You will need to include the following steps:

* Within your function, define a variable `fold` that randomly assigns observations to folds $1,\ldots,k$ with equal probability. (*Hint: see the example code on the slides for k-fold cross validation*)
* Iterate through $i = 1:k$. 
  * Within each iteration, use `knn()` from the `class` package to predict the class of the $i$th fold using all other folds as the training data.
  * Also within each iteration, record the prediction and the misclassification rate (a value between 0 and 1 representing the proportion of observations that were classified **incorrectly**).
* After you have done the above steps for all $k$ iterations, store the vector `class` as the output of `knn()` with the full data as both the training and the test data, and the value `cv_error` as the average misclassification rate from your cross validation.

**Submission:** To prove your function works, apply it to the `penguins` data. Predict output class `species` using covariates `bill_length_mm`, `bill_depth_mm`, `flipper_length_mm`, and `body_mass_g`. Use $5$-fold cross validation (`k_cv = 5`). Use a table to show the `cv_err` values for 1-nearest neighbor and 5-nearest neighbors (`k_nn = 1` and `k_nn = 5`). Comment on which value had lower CV misclassification error and which had lower training set error (compare your output `class` to the true class, `penguins$species`).

## Part 2. Random Forest Cross-Validation (10 points)

Now, we will predict output `body_mass_g` using covariates `bill_length_mm`, `bill_depth_mm`, and `flipper_length_mm`.
All your code should be within a function `my_rf_cv`.

**Input:**

  * `k`: number of folds

**Output:**

  * a numeric with the cross-validation error
  
Your code will look very similar to Part 1! You will need the following steps: 

* Within your function, define a variable `fold` within the `penguins` data that randomly assigns observations to folds $1,\ldots,k$ with equal probability. (*Hint: see the example code on the slides for k-fold cross validation*)
* Iterate through $i = 1:k$. 
  * Within each iteration, define your training data as all the data not in the $i$th fold.
  * Also within each iteration, use `randomForest()` from the `randomForest` package to train a random forest model with $100$ trees to predict `body_mass_g` using covariates `bill_length_mm`, `bill_depth_mm`, and `flipper_length_mm`. <br>
*Hint: `randomForest()` takes formula input.
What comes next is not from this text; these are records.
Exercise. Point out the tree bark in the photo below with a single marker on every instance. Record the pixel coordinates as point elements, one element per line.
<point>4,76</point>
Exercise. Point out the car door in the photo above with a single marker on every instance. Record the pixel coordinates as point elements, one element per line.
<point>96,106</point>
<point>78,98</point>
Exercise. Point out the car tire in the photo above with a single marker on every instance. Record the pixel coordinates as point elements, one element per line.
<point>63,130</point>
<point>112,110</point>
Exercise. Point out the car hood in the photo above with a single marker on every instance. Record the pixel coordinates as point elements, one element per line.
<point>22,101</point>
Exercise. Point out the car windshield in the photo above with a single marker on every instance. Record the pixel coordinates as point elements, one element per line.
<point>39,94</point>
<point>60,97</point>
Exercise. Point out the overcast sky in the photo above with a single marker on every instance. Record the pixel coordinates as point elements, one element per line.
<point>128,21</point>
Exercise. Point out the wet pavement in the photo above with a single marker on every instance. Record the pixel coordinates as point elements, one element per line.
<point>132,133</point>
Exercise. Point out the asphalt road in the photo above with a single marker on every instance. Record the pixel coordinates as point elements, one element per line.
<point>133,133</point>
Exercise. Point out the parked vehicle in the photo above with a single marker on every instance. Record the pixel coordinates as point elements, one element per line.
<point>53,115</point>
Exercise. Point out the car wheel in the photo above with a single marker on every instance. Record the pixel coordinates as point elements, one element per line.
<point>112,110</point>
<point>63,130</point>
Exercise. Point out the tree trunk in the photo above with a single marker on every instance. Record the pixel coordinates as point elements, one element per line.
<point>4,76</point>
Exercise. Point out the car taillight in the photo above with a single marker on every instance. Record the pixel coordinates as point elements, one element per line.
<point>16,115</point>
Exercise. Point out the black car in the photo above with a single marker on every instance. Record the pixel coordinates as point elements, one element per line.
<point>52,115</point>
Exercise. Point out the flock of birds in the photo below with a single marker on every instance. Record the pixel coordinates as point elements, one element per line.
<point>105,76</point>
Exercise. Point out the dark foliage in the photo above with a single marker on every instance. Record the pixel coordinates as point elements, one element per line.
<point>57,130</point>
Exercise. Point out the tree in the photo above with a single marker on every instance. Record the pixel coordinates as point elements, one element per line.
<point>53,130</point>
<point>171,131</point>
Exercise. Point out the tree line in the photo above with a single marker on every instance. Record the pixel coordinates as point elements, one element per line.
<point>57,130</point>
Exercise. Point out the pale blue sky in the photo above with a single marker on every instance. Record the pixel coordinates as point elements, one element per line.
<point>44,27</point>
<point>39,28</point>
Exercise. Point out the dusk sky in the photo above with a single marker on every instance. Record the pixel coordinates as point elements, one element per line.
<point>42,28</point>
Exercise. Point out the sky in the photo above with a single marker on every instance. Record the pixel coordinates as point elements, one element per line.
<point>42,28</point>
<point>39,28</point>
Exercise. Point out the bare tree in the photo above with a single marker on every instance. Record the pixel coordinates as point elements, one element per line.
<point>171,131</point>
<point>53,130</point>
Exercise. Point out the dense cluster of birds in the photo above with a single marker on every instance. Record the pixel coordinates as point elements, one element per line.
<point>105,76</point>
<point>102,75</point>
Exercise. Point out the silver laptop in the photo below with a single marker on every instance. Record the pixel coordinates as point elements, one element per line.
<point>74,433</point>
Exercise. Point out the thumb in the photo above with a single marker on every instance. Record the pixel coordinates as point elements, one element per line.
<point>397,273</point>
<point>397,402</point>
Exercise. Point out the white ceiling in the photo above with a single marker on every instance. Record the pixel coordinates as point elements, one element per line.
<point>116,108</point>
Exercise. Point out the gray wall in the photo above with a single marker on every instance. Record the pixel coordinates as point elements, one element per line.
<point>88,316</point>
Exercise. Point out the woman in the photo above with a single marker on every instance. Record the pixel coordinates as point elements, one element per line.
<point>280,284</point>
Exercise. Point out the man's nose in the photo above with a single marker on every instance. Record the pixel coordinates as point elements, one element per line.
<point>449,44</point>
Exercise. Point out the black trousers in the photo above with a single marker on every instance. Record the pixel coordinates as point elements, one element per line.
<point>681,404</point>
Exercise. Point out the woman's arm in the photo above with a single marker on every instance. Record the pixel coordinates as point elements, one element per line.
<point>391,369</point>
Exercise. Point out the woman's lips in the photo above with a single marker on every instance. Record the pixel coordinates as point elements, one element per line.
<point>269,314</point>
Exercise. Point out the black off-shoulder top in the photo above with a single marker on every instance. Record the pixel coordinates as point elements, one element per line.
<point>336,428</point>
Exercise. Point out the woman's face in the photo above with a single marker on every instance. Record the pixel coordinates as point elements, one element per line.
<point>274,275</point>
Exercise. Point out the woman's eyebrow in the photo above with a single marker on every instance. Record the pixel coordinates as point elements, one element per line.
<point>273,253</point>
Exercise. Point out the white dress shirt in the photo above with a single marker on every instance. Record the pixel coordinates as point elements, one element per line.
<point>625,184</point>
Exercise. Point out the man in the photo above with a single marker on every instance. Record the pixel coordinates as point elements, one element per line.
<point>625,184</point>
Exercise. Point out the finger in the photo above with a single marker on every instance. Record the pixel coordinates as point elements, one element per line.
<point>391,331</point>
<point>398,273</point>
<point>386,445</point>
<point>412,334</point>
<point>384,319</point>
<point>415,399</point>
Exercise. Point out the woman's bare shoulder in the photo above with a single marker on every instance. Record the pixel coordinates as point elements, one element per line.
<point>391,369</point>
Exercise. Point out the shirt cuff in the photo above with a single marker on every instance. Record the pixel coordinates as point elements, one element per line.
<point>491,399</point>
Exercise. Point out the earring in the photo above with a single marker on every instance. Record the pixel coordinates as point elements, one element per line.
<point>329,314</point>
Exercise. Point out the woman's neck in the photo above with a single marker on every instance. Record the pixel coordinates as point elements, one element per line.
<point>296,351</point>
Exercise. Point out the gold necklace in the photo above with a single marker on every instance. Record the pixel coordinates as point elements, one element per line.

Your code here will probably look something like: *
`MODEL <- randomForest(body_mass_g ~ bill_length_mm + bill_depth_mm + flipper_length_mm, data = TRAINING_DATA, ntree = 100)`
  * Also within each iteration, predict the `body_mass_g` of the $i$th fold which was not used as training data. <br>
  *Hint: predicting with `randomForest()` works similar to `lm()`. Your code here will probably looks something like: *
  `PREDICTIONS <- predict(MODEL, TEST_DATA[, -1])`
  *where we remove the first column, `body_mass_g` from our test data.*
  * Also within each iteration, evaluate the MSE, the average squared difference between predicted `body_mass_g` and true `body_mass_g`.
* Return the average MSE across all $k$ folds.

**Submission:** 
To prove your function works, apply it to the `penguins` data. Predict `body_mass_g` using covariates `bill_length_mm`, `bill_depth_mm`, and `flipper_length_mm`.
Run your function with $5$-fold cross validation (`k = 5`) and report the CV MSE.